It goes without saying that you will try to enjoy life-higher restaurants, more designer clothes, or that dream car-even with the smallest rise in income. But every time you earn a raise, are you spending more and saving less? That, dear reader, when talking wealth management, is a classic case of lifestyle creep.
In this article, we delve into lifestyle creep, its causes, and, most importantly, how to enjoy your successes while protecting and creating long-term wealth.
Definition of Lifestyle Creep
Uncontrolled lifestyle inflation leads to increasing expenses with an increase in income at times not planned upon. Some of the lifestyle upgrades might be justified, but unwarranted spending-interesting how restrained this word can be-can easily offset your financial progress and render you a constant paycheck-to-paycheck individual, regardless of how much you earn.
Wealth Management: Common Signs
- A raise leads to higher spending in the same month.
- The wrong associating: the luxury becoming a necessity.
- No increase in savings or Investments despite greater income.
- Increased monthly obligations: subscription costs, leases, and memberships.
Why Lifestyle Creep?
- The social effect: Trying to keep pace with peers, co-workers, or influencers.
- Self-rewarding: “I worked hard; I deserve this.”
- A luxury ceases to be a luxury: What feels extravagant used to be ordinary.
- Absence of a well-defined financial plan: No structure to direct how additional income should be utilized.
“Having a big income is not wealth; what you conserve and invest is wealth.” – a financial proverb about lifestyle creep.
Greatest Dangers of Lifestyle Creep
- Little to no emergency savings.
- Incur debts due to lifestyle-related purchases.
- Slower pace of wealth accumulation.
- Post-retirement financial anxiety.
A case in point: According to a 2024 NerdWallet survey, 39% of Americans who received a raise during the last year reported having less than $1,000 in savings.
The Stops to Lifestyle Creep
Organize An “Income Increase Allocation Plan”
- Before your next raise hits your account, allocate it based on this formula:
- 50% towards investment or debt repayment
- 30% towards savings goals (emergency fund, travel, house)

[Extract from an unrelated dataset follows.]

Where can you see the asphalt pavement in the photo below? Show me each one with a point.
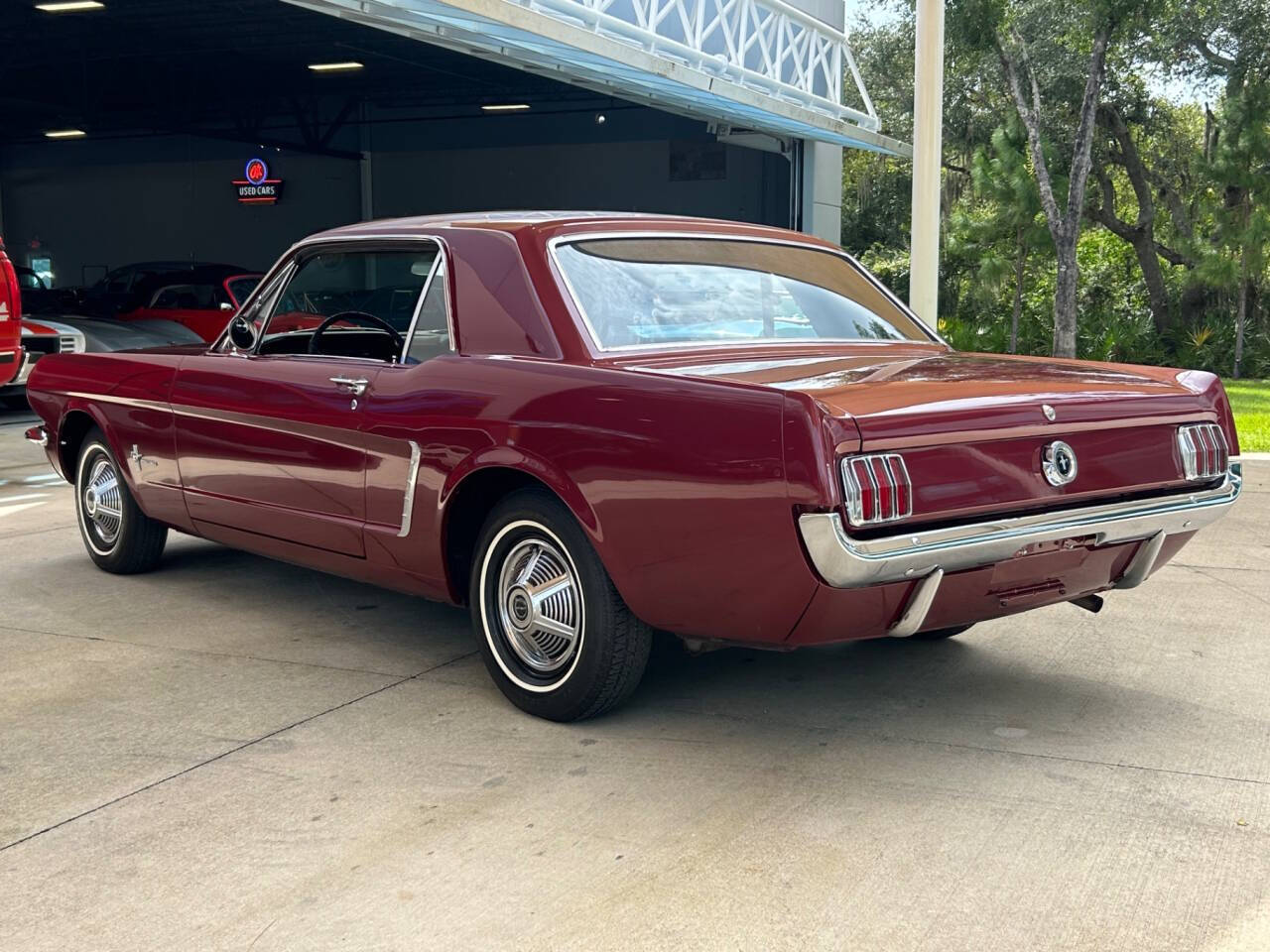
(232, 753)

- 20% towards lifestyle upgrade.
This planned method is a key component of sound debt management strategies, ensuring that increased income leads to financial stability rather than rising expenses.
Go for Financial Goal Automation
Set up automatic transfers to direct funds into your savings and investment accounts as soon as your paycheck goes in:
- A predetermined transfer to a high-yield savings account,
- A retirement account (401k, IRA, brokerage), automatic contribution,
- Employer direct deposit split (80% to checking, 20% to savings).
Automating your financial goals removes the temptation to spend what you mean to save. It establishes the habit of saving first and spending what’s left – reversal of the common behavior of spending first and saving whatever remains.